Harnessing Big Data's Potential Through Data Governance
Big data, when used wisely, can deliver tremendous value to organizations. The importance of data governance in this equation is gaining visibility. A recent report from the Institute for Health Technology Transformation, for example, indicated that a standardized format for data governance is essential for healthcare organizations to leverage the power of big data.1 The authors indicate that the first and most critical priority is to develop a carefully structured framework for enterprise data governance.
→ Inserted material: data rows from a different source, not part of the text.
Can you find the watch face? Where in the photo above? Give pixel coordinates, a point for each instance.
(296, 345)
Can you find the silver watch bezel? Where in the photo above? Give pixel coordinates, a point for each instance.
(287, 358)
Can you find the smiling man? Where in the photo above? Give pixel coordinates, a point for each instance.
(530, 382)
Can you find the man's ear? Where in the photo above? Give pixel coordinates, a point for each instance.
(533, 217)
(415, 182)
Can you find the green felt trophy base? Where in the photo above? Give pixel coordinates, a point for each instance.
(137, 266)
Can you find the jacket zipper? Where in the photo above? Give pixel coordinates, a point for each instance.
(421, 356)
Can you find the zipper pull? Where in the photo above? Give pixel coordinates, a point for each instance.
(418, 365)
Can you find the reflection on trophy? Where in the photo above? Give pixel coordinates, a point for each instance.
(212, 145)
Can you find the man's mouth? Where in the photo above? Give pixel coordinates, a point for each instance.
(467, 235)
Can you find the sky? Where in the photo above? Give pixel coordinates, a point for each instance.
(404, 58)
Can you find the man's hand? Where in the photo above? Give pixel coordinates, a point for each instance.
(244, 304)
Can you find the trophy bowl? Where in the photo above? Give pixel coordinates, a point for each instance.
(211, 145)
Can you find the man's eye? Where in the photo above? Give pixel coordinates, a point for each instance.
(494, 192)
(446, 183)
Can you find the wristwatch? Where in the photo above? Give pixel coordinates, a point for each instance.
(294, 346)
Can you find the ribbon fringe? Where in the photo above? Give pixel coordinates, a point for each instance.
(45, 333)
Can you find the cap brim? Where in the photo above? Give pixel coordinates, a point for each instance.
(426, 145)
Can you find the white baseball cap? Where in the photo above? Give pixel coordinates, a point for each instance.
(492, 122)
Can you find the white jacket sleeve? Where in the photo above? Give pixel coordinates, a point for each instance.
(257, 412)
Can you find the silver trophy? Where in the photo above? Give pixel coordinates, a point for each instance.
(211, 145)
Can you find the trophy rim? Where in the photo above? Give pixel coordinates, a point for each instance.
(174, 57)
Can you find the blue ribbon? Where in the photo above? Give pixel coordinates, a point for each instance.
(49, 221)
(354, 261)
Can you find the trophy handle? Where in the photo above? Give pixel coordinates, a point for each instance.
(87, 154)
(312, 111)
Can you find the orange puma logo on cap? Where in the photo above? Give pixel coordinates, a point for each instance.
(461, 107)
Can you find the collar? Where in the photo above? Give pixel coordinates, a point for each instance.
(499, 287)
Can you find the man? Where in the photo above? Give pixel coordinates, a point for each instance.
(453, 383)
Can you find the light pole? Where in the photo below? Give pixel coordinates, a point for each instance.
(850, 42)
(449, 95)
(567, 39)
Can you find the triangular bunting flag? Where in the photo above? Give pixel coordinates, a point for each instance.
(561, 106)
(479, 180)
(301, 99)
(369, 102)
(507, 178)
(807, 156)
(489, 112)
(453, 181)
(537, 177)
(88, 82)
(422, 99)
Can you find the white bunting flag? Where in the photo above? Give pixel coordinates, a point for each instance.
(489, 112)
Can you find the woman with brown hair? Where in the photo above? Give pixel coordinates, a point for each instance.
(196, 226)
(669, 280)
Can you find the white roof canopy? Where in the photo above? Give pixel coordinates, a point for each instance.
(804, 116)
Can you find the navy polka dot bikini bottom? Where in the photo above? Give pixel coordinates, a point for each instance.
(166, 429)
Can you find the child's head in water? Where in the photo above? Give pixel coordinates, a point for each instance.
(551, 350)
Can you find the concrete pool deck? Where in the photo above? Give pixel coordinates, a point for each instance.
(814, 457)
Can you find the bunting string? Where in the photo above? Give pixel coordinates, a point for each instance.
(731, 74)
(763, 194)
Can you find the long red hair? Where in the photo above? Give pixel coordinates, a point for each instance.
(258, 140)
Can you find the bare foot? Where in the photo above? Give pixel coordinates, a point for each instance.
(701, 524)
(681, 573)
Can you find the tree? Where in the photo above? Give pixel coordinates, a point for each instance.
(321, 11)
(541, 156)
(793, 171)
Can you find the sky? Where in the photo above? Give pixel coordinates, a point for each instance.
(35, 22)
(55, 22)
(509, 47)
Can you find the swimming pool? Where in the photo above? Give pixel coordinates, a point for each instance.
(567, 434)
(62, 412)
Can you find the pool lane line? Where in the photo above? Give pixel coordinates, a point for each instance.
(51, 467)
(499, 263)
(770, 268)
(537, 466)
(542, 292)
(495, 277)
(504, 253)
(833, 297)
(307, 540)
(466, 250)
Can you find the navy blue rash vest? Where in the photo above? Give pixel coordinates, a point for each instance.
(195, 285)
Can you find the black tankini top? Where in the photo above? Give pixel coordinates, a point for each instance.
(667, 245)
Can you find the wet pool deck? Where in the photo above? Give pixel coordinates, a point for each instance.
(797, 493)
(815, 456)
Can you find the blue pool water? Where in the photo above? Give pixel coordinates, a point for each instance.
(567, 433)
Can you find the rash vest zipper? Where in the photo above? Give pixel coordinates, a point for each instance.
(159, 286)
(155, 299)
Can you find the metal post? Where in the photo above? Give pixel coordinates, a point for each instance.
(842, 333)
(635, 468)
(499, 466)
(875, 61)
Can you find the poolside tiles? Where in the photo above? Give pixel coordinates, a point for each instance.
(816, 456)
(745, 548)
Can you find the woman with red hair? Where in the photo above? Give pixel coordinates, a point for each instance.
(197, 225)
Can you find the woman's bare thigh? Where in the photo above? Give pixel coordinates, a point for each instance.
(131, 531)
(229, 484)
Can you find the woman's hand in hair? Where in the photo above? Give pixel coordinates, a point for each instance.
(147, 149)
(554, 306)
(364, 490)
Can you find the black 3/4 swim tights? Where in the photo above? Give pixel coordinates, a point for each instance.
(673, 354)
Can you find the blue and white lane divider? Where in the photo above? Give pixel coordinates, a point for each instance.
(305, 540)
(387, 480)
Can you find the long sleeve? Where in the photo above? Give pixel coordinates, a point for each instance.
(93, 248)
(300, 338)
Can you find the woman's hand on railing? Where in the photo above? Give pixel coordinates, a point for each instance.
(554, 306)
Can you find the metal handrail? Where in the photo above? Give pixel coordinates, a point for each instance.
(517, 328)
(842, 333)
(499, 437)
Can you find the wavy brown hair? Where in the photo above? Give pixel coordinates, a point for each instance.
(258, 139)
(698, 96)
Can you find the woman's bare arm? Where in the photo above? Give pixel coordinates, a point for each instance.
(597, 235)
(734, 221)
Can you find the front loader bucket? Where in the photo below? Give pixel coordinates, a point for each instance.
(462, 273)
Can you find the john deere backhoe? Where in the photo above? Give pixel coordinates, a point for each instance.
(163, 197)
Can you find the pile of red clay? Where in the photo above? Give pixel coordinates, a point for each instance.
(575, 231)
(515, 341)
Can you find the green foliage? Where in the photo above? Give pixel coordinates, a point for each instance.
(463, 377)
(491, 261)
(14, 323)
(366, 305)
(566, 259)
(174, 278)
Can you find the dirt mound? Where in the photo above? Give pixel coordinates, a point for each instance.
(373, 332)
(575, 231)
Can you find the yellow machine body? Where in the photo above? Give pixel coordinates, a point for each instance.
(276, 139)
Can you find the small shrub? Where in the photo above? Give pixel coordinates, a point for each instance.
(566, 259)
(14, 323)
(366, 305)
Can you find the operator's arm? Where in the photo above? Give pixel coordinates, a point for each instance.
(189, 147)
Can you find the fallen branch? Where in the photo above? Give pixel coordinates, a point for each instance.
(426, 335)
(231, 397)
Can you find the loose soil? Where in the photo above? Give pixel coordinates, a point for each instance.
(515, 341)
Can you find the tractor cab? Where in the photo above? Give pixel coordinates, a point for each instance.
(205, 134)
Whether you are developing a policy from scratch or enhancing an existing one, here are four ways to strengthen your data governance model:
1. Develop a data governance strategy. This should be consistent with the overarching business strategy and should include guiding principles for how big data will be governed. This means deciding who owns different types of information, who can access it, and how data is used. Key issues to consider include data quality, regulatory requirements, security and privacy, and information lifecycle management.
2. Use a cross-functional approach. This is particularly important for compliance purposes. Data and information systems often touch many different departments and no one individual has a complete view. A cross-functional team is best positioned to develop a holistic view of the organization's big data, including controls, documentation and auditable proof of compliance.
3. Make decisions about data-related end-of-life issues. All aspects of the data lifecycle are relevant when addressing data governance, but end-of-life issues shouldn't be overlooked. One standard retention schedule won't fit all needs. Different types of data will have different requirements for retention periods. Organizations may elect to archive data in order to enhance application performance.
4. Consider how technology can support data governance efforts. With big data, organizations must estimate how quickly data volumes will grow, as well as how costly it will be to store information. Data governance policies should define when information is moved to archiving systems which offer less expensive forms of storage, while maintaining easy access for end users and taking performance loads off of other applications.
Big data has great potential for helping organizations do business better, but simply having the data is not enough. To derive the greatest value and minimize risks, a data governance infrastructure is essential.